Cutting down energy consumption at home
As the saying goes, kindness begins at home, and it’s especially true where caring for the Earth is concerned. As we spend a lot of time within the comfort of our own space, it’s a good starting point for learning how to save energy.
Lights, for instance, make up as much as 9 percent of a household’s total electric bill, so here are a few ways to make them more energy-efficient:
Switch off lights and appliances when they’re not being used. There’s no use in leaving the room lights turned on or the television set running when there’s no one around. Using ambient light is a good alternative, where applicable.
If you haven’t done so already, you may want to switch from incandescent and fluorescent bulbs to LEDs. LEDs not only come in stylish designs, but they are also more powerful in terms of light output, plus they are more energy-efficient since they give off less heat than standard bulbs.
Then there are appliances such as the electric fans, air-conditioners, and refrigerators which are directly responsible for cooling duties:
For electric fans and air-conditioning, periodic cleaning is necessary. Aside from making them presentable, cleaning maintains their cooling efficiency, so they won’t consume more energy than necessary.
Be sure to remove dust and other contaminants from fan blades, grilles, aircon blowers, and filters. If your fan or aircon is equipped with a timer, use them to limit the number of hours they run (and the amount of electricity they consume).
As large appliances, refrigerators tend to use more electricity, so set their temperature to the manufacturer’s recommendation; neither too high nor too low, but just enough to sufficiently cool the contents inside.
Regularly defrost the freezer to prevent excessive frost buildup that increases electricity consumption. Also, avoid having to constantly open the refrigerator door, as this practice interrupts cooling efficiency.
Other devices in the household also consume electricity in varying degrees, so reducing that consumption can have a significant effect on your electric bill:
For many appliances, it’s not enough to just hit the OFF switch. Unused devices left plugged in can still consume electricity through what is called a phantom load, so unplugging them can shave off pesos from your electric bill.
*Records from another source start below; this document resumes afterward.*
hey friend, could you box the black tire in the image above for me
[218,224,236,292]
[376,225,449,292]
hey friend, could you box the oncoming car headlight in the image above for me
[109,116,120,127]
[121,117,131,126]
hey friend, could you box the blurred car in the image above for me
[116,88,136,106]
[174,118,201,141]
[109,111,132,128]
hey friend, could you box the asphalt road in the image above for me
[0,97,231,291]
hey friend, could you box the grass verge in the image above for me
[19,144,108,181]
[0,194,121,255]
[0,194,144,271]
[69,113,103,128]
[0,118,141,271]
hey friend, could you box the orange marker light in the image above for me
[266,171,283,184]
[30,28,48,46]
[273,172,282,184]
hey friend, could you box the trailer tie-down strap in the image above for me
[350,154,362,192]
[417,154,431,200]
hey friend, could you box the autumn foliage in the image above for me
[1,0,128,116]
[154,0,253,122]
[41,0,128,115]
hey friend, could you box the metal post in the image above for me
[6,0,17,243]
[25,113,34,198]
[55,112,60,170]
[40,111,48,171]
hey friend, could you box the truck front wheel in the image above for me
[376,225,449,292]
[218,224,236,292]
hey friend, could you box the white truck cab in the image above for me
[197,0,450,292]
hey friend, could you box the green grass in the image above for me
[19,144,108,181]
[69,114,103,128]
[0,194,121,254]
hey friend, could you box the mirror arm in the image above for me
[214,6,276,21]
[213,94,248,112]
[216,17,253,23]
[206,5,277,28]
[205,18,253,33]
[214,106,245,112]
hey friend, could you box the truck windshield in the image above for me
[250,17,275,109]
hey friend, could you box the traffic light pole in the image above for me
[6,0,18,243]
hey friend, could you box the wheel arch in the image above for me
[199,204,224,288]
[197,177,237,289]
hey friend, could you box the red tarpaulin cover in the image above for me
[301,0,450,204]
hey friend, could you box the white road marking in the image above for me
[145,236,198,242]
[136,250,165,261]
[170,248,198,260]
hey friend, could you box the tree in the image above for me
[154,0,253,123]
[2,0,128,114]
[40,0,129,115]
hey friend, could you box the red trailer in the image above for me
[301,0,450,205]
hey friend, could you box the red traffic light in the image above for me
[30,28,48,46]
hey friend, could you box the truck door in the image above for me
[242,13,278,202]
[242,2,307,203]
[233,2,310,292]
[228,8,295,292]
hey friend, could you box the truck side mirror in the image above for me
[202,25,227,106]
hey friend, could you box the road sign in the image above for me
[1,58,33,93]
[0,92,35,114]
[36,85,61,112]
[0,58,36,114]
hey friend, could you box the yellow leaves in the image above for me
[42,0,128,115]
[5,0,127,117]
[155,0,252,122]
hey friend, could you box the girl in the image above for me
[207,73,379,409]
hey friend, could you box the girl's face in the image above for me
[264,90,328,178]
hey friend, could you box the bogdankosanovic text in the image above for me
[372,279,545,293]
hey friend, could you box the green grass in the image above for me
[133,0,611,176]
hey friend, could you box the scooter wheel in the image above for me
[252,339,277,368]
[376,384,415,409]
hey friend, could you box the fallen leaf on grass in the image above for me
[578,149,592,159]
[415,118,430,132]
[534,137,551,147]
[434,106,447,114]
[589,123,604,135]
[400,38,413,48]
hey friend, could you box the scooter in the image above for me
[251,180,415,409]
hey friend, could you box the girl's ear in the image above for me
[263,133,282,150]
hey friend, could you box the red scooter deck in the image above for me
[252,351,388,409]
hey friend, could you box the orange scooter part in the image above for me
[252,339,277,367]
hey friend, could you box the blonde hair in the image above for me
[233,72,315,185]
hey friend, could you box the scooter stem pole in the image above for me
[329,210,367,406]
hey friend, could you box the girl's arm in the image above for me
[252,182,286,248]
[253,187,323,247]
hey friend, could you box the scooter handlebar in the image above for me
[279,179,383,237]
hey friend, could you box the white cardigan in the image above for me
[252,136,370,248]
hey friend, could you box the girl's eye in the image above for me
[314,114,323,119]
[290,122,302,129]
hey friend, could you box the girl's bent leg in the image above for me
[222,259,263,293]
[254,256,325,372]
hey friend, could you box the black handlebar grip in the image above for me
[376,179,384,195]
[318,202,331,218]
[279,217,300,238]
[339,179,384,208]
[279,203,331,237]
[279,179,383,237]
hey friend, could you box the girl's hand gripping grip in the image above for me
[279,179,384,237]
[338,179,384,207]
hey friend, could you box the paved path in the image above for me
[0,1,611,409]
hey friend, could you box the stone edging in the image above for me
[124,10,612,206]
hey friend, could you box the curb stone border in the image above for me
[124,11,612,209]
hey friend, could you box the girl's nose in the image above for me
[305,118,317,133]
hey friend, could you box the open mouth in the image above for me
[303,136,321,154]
Over time and even with regular maintenance, your household gadgets will not run as smoothly as they once did. Eventually, these will have to be replaced with more energy-efficient models, which can potentially cut your electric bill by half.
Your smartphone is also a planet-saver
Believe it or not, that little electronic wonder in your hands also plays a part in saving energy. Even with technology resulting in a new smartphone model every few months now, your current phone can still lessen its energy consumption to extend its lifespan and reduce the amount of electronic waste you produce.
One of the first things that can be adjusted is the phone’s display:
Always use your phone’s power-saving feature, which modifies your phone’s settings to make it more efficient when the battery reaches a pre-set level.
At night, put it on airplane mode before you go to sleep; this will deactivate the phone’s wireless functions, minimizing its power consumption.
Use the Screen Timeout feature when you’re not using the phone after a set period, ideally between 30 seconds and one minute. You can also dim the screen or use a dark wallpaper, which reduces power consumption.
Apps can also have an effect on your phone’s energy efficiency:
Ensure your apps are running the latest version, as updates can include fixes to help extend battery life.
Close an app after using it to avoid consuming excess energy.
Uninstall apps you no longer need so you don’t accidentally open and cause them to run in the background.
Manage wireless features that use up a major portion of the phone’s battery:
Turn off the phone’s GPS if it’s not needed since this drains the battery. The same goes for Bluetooth, which constantly searches for a signal if there are no wireless accessories connected.
If you can, use Wi-Fi instead of mobile data to connect to the internet, as the former uses less battery power.
You’ll eventually need to charge your phone, so here’s how to do it right:
Recharge the phone when the battery level is between 30 and 80 percent, as this uses a lower voltage that’s less likely to degrade the battery sooner.
Avoid using the phone while charging, then unplug the charger as soon as the battery reaches 100 percent.
Only use genuine chargers for your phone, as aftermarket ones may not be able to handle the proper voltage, eventually damaging the battery.
Generally, you might want to keep your phone usage at a healthy level. Try not to use the phone for extended periods of time, as this will cause the battery to run hot. You might also want to avoid bringing out your phone when you’re under the sun for the same reason.
While these tips may seem more mundane when compared to Earth Hour, you don’t need grand gestures just to show that you care about reducing your carbon footprint. The results they bring certainly add up not just in saving energy, but also money for you and the planet for everyone.